Considérant ce qui suit :

1. Par contrat conclu le 27 novembre 2016, la métropole d'Aix-Marseille-Provence a confié à la société Entreprise Bronzo le lot n° 2, relatif à la collecte des déchets ménagers et assimilés et à la propreté de la voirie des 3ème et 14ème arrondissements de Marseille, d'un marché public ayant pour objet la propreté urbaine et la collecte des déchets ménagers et assimilés sur une partie du territoire de la ville de Marseille. Ayant constaté une mauvaise exécution de ce marché pendant la période allant de juin 2017 à octobre 2018, la métropole a émis un total de 18 titres exécutoires en vue du recouvrement de pénalités contractuelles pour un montant total de 275 875 euros. Par trois jugements statuant sur neuf requêtes de première instance distinctes le tribunal administratif de Marseille a, d'une part, ramené le montant total de ces pénalités à 101 475 euros et déchargé la société Entreprise Bronzo du reliquat et, d'autre part, annulé les décisions infligeant ces pénalités et rejetant les réclamations de la société dans cette même mesure. La métropole d'Aix-Marseille-Provence relève appel de ces jugement par trois requêtes d'appel distinctes.
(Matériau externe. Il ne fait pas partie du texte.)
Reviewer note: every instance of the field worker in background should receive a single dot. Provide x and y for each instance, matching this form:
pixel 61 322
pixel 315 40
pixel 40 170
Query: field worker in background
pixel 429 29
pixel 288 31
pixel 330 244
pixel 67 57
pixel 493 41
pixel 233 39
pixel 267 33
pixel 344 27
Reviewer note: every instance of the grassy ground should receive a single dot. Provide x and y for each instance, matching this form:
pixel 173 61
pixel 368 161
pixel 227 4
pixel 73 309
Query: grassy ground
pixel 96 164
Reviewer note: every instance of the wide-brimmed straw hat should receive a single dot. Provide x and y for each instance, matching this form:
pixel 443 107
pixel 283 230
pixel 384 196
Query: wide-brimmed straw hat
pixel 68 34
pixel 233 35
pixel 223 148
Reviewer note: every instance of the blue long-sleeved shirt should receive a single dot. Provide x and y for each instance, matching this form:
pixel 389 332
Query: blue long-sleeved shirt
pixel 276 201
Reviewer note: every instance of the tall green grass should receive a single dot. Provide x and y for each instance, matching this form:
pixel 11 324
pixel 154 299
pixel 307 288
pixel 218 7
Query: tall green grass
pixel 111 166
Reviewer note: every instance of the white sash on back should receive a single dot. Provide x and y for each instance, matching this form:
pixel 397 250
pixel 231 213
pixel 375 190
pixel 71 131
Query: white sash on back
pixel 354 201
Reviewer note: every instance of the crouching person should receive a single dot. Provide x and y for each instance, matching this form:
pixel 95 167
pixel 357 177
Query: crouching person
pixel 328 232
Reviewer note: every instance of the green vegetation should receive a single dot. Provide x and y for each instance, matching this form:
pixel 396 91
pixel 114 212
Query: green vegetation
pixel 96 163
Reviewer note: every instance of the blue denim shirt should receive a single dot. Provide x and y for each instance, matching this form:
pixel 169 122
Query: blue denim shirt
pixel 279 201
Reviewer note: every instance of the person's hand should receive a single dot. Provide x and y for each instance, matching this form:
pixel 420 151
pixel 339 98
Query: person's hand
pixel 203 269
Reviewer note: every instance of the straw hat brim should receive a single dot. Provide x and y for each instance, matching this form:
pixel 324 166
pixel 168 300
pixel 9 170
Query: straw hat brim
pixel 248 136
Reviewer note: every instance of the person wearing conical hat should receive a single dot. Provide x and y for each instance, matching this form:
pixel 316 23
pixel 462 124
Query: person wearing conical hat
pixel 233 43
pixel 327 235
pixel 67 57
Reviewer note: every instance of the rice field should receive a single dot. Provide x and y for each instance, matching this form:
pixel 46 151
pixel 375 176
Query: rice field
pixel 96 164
2. Aux termes de l'article R. 222-1 du code de justice administrative : " Les présidents de tribunal administratif et de cour administrative d'appel, les premiers vice-présidents des tribunaux et des cours, le vice-président du tribunal administratif de Paris, les présidents de formation de jugement des tribunaux et des cours et les magistrats ayant une ancienneté minimale de deux ans et ayant atteint au moins le grade de premier conseiller désignés à cet effet par le président de leur juridiction peuvent, par ordonnance : 1° Donner acte des désistements ; () ".
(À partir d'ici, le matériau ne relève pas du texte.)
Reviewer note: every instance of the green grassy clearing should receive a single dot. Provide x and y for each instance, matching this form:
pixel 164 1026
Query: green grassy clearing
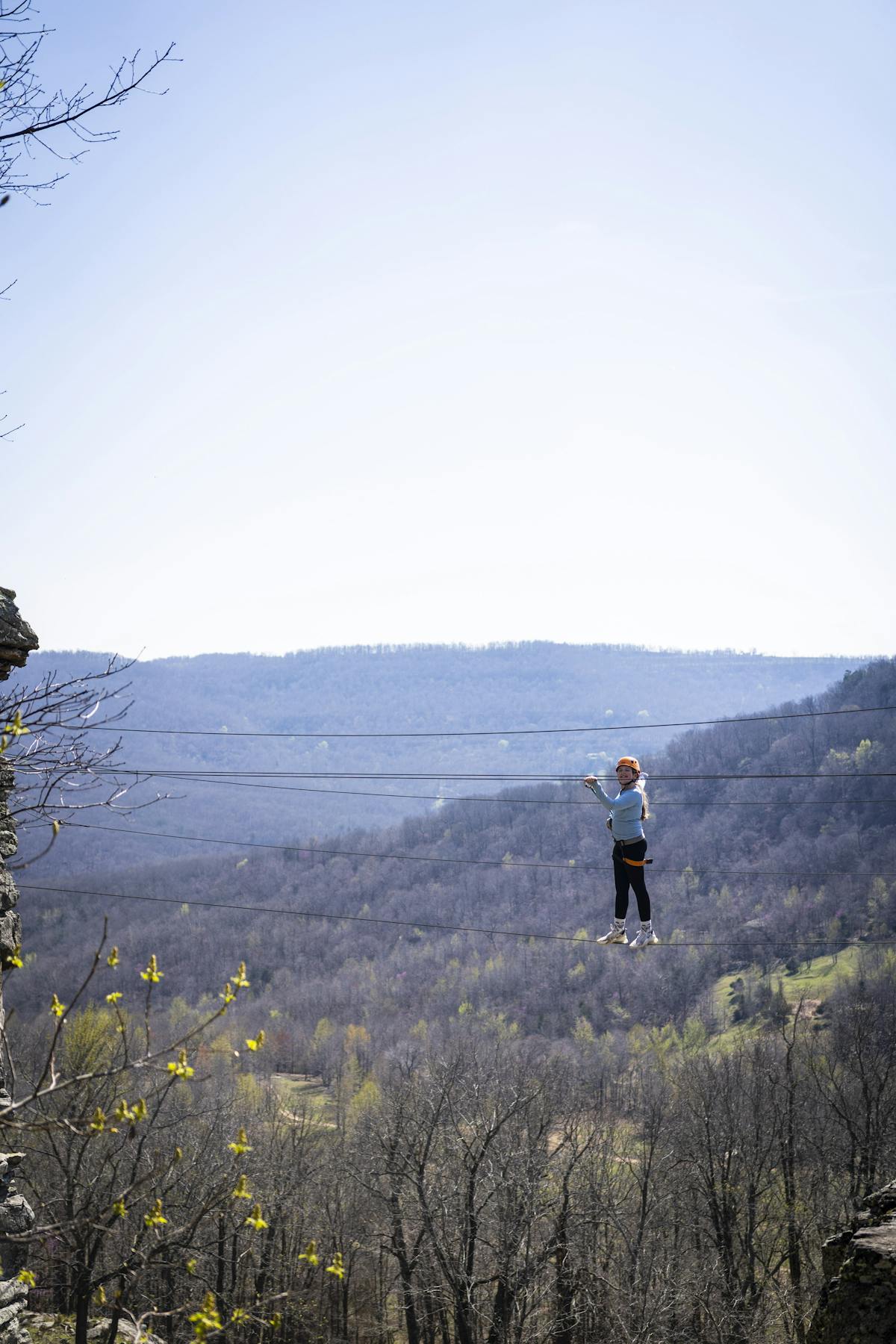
pixel 305 1095
pixel 812 984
3. Par un mémoire enregistré le 8 novembre 2022, la métropole a déclaré se désister de ses requêtes d'appel. Ce désistement est pur et simple. il y a lieu d'en donner acte.
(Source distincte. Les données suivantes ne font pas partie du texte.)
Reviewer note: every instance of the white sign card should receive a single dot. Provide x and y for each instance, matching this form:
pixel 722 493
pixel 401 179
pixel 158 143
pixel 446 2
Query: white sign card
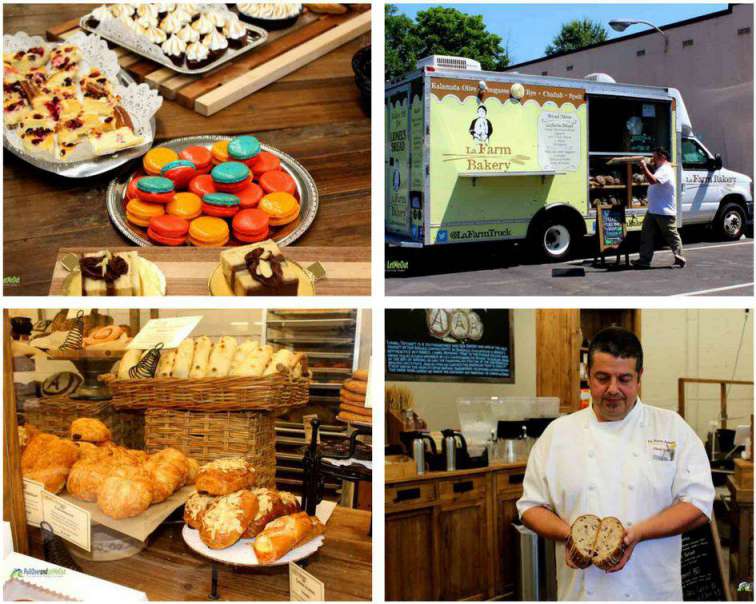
pixel 303 587
pixel 67 520
pixel 170 332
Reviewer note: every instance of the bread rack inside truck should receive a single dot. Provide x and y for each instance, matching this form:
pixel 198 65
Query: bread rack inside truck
pixel 476 155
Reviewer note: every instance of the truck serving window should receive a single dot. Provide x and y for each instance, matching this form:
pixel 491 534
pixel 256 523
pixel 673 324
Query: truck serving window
pixel 625 125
4. Par un mémoire enregistré le lendemain, la société Entreprise Bronzo a déclaré accepter ce désistement. Ce faisant, elle s'est elle-même désistée de l'ensemble des conclusions présentées en défense.

O R D O N N E :

Article 1er : Il est donné acte du désistement de la métropole Aix-Marseille-Provence de ses requêtes d'appel nos 20MA03178, 20MA03179 et 20MA03180.

Article 2 : Il est donné acte à la société Entreprise Bronzo du désistement des conclusions qu'elle a présentées dans ces instances.

Article 3 : Le présent arrêt sera notifié à la métropole d'Aix-Marseille-Provence et à la société Entreprise Bronzo.

Copie en sera adressée au préfet des Bouches-du-Rhône.